İslam dünyasının ortak hareket etme, zulmü engelleme noktasında eksikliklerinin olduğunu söyleyen Erdoğan sözlerine şu şekilde devam etti:
“2 milyar nüfuslu islam alemi kardeşlik görevini tam manasıyla yerine getiremedi. Elbette çok uğraşıldı. Dİplomatik açıdan çaba harcandı. Fakat Gazzelilerin bombalarla katledilmesine mani olunamadı. Bu durumun pek çok sebebi bulunuyor. Müslümanlar üvey evlat gibi görülmektedir.
Türkiye bize biçilen bu role itiraz etmektedir. İsrail'in saldırılarının ilk gününden itibaren Filistin halkı için tüm imkanlarımızı seferber ettik. Tüm görüşmelerimizde Filistin meselesini gündeme getirdik. Katıldığımız tüm toplantılarda Gazze'nin sesi olduk. Topraklarını savunan Filistinlilerin davasına sahip çıktık.
Mısır makalarıyla son dönemde iyileşen ilişkileri yardım ulaştırmak için kullandık. Yardımlarımız 40 bin tonu buldu. 3 bin tonluk yardım taşıyan bir gemi daha yarın ulaşacak. Gıda, su, hijyen ve barınma malzemelerinin yanında ambulans, sahra hastanesi, çadır bulunuyor. Ramazan ayı boyunca yardımı daha da artıracağız. Ülkemize getirdiğimiz kardeşlerimizin tedavileri de devam ediyor. Hamas ve Filistinli gruplarla yakın diyalog halindeyiz.”
"HAKSIZLIK EDENLER KENDİLERİNİ SORGULAMALI"
Filistinliler için çalıştıklarını vurgulayan Erdoğan konuşmasında şunlara yer verdi:
“Elimizin uzandığı gücümüzün yettiği kadar tüm imkanlarımızla yardımcı olmaya çalışıyoruz.
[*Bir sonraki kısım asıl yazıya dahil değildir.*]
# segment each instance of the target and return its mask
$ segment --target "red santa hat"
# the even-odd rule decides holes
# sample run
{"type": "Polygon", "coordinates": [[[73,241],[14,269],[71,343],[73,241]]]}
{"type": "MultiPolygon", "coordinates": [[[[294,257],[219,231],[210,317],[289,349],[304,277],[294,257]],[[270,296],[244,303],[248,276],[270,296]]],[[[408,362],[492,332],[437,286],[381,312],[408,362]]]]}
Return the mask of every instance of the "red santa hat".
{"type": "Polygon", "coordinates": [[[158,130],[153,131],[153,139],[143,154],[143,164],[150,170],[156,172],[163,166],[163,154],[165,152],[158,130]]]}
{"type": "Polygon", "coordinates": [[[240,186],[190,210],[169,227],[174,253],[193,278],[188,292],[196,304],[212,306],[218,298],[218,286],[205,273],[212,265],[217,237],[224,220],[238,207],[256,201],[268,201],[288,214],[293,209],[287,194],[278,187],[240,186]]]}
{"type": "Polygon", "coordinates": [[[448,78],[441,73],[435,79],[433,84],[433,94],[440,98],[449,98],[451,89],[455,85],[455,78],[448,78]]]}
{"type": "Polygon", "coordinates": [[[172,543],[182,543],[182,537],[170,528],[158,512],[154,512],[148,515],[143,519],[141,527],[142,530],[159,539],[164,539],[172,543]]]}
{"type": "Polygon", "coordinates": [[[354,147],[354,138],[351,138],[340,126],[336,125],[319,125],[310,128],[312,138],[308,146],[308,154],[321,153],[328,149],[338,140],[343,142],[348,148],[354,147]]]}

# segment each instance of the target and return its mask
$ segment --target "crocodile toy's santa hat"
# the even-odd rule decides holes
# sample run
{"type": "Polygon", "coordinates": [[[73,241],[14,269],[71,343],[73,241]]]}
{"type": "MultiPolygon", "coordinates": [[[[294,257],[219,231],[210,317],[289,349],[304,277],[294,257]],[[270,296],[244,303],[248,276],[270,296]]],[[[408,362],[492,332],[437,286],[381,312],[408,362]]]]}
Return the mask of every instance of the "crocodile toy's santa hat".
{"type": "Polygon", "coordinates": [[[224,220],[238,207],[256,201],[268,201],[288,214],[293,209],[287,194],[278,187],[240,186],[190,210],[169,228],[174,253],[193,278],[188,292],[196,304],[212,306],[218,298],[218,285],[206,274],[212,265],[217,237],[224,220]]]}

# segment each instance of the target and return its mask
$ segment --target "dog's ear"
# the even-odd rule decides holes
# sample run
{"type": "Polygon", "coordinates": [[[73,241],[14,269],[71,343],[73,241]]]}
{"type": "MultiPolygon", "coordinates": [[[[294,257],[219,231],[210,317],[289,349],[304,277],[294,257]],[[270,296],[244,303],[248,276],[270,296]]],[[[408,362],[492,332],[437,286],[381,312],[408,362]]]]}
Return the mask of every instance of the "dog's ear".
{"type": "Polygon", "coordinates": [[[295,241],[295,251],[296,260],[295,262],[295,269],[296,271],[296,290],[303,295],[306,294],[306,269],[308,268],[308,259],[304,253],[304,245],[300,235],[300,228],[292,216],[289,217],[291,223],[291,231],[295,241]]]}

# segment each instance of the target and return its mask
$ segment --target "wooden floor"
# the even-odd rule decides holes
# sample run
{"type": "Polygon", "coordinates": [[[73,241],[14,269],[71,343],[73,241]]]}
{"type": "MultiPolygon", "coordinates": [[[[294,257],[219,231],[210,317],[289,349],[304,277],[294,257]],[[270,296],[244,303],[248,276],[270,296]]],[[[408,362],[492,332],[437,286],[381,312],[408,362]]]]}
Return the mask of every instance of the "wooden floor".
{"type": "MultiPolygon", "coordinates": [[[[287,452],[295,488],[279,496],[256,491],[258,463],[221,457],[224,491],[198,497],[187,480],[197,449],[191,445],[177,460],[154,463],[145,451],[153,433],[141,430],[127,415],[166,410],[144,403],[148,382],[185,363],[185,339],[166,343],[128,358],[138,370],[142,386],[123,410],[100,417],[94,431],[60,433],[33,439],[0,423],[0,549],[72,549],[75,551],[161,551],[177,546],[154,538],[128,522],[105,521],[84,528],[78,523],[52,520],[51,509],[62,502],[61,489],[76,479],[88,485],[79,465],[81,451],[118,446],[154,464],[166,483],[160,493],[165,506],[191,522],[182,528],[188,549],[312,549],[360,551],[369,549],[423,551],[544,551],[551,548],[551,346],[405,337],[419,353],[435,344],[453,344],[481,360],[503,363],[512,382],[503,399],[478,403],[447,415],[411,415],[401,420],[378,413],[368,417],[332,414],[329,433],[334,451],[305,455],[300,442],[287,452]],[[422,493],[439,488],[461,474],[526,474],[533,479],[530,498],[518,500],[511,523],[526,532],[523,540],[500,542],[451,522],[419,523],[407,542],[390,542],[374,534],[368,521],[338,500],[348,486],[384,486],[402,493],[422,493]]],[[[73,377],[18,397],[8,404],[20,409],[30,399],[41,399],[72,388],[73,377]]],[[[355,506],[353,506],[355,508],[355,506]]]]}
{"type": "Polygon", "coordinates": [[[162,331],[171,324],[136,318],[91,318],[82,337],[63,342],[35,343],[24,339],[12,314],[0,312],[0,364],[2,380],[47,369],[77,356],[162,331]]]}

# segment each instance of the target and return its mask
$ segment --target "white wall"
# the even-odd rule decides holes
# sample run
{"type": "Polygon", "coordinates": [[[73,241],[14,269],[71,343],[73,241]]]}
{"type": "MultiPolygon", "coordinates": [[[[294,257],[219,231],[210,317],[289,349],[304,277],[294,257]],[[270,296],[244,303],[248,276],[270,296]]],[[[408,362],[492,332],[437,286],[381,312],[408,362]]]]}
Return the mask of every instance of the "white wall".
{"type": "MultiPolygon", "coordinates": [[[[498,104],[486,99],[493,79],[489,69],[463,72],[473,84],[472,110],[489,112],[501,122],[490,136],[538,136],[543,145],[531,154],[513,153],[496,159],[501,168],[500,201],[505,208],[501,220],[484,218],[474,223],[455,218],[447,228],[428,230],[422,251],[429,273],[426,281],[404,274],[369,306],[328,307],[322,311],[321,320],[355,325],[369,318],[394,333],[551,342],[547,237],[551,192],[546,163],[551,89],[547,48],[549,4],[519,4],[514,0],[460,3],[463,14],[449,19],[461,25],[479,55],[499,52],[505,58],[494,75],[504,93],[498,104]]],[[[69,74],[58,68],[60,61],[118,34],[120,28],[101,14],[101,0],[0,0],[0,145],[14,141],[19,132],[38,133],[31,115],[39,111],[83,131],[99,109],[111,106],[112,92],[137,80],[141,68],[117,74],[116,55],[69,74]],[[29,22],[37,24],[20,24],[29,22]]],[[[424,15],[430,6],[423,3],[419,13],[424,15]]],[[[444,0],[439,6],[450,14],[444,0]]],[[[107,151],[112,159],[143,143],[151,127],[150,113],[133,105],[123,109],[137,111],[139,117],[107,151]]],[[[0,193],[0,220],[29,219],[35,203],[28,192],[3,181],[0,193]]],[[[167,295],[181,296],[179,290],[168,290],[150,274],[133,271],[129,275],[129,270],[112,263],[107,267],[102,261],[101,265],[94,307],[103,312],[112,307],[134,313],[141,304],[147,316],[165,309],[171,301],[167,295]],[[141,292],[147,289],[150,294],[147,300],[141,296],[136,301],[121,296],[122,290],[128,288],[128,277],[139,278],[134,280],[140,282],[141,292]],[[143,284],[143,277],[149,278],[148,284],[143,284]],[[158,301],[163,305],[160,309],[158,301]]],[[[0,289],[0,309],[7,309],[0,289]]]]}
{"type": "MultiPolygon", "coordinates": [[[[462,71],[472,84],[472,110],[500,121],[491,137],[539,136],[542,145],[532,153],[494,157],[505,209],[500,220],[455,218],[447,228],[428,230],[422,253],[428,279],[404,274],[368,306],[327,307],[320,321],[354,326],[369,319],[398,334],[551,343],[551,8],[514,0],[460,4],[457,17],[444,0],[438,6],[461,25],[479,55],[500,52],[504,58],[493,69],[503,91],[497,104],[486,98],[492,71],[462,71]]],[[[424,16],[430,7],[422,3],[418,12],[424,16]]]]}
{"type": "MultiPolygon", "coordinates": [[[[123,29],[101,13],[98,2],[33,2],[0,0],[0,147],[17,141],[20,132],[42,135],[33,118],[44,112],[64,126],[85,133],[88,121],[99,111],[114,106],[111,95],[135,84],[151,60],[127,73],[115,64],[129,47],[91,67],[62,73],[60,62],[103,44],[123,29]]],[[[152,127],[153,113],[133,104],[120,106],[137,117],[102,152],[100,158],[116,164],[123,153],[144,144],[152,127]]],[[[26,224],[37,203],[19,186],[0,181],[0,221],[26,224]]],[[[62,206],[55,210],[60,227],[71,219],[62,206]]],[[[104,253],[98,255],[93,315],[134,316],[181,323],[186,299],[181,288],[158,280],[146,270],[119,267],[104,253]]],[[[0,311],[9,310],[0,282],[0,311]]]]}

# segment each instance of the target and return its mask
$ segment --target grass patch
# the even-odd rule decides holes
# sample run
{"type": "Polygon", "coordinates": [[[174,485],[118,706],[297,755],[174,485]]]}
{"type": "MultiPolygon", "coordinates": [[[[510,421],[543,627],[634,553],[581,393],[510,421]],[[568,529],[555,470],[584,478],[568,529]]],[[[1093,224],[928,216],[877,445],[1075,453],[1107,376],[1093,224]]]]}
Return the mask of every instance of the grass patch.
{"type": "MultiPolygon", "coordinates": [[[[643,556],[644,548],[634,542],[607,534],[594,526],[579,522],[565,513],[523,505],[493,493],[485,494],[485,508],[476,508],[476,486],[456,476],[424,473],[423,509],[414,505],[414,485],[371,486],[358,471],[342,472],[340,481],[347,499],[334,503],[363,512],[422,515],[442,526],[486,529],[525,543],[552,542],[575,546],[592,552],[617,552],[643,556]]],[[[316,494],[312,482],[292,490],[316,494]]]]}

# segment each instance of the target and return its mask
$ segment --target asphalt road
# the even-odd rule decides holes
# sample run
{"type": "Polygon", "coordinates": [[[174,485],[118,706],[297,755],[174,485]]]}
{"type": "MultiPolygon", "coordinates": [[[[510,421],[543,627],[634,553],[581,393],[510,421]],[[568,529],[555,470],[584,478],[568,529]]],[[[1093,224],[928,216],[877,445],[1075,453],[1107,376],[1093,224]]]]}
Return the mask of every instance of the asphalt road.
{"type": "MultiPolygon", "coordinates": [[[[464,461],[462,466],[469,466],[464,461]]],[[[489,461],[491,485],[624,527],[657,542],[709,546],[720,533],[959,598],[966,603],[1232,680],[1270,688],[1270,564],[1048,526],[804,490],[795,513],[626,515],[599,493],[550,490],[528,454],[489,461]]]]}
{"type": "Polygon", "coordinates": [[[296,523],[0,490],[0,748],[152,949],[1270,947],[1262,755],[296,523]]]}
En yakın şahidi Filistinli kardeşlerimizdir. Şunu çok net ifade etmek isterim; Filistinlilerin davasına en üst seviyede sahip çıkan ülke tartışmasız şekilde Türkiye'dir.
Tüm dünya çok iyi biliyor Tayyip Erdoğan 15 sene önce katillerin yüzlerine karşı "one minute" diye haykırırken nerede duyuyorsa bugün de aynı yerde durmaktadır. En fazla hassasiyet gösterdiğimiz bir konuda bize haksızlık edenleri kendini sorgulamaya davet ediyorum. Mücadelemiz ortadadır. 21 yıl önce, genel başkan olarak Amerika'ya yaptığım ilk ziyarette bana orada Hamas'ı sordular. Terör örgütü dediler. Ben orada onlara "Hamas, terör örgütü değil, bir direniş örgütüdür" demiştim. O zaman başbakan bile değildim.
Şimdi kimse bize kalkıpta Hamas için terör örgütü ifadesini kullandırtamaz. Hamas'ın liderleriyle çok açık ve net konuşup onların arkasında dimdik duran bir ülke Türkiye. Birbirimize ok atmak yerine asıl bu zihniyetlerle başa çıkmalıyız.”